BEFORE PUBLIC LAW BOARD NO. 6621
BROTHERHOOD OF MAINTENANCE OF WAY EMPLOYEES
UNION PACIFIC RAILROAD COMPANY
Case No. 32
Statement of Claim
: Claim of the System Committee of the Brotherhood that:
1. The discipline (withheld from service and subsequent dismissal) imposed upon
Mr. R.J. Emery for alleged violation of Section IX (Refusal to Permit Testing of
the Union Pacific Drug and Alcohol Policy), in connection with charges leveled
against him under letter dated March 27, 2001, was arbitrary, capricious,
unwarranted and in violation of the Agreement [Carrier's File 12279991-D SPW).

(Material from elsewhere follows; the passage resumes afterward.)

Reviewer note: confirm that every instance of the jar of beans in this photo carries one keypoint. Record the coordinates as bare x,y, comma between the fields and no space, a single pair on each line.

2. As a consequence of the violation referred to in Part (1) above, Mr. R.J. Emery
shall now `. . . be reinstated to the service of the Carrier to his former position
with seniority and all other rights restored unimpaired, compensated for all wages
(straight time and overtime) and benefit loss suffered by him, including but not
limited to medical and/or insurance premium costs for the Claimant and his
family beginning on the date the Claimant was dismissed and continuing,
compensated the time associated with Claimant coming into the office to attend
his investigation, along with any mileage expense associated with his travel to
Salt Lake City to attend his investigation, and the alleged charge(s) be expunged
from his personal record.'
Background
:
Claimant R.J. Emery, a track inspector with 21 years' seniority, seriously injured both of
his knees when a section foreman crushed between two hi-railers in 1997. Even after multiple
surgeries on both knees, his right knee kept sticking and the left one repeatedly gave way
unexpectedly. Although his knees required him to miss work on several occasions after the
original injury, the Carrier did not require him to complete any additional accident reports
because of the ongoing nature of the injury.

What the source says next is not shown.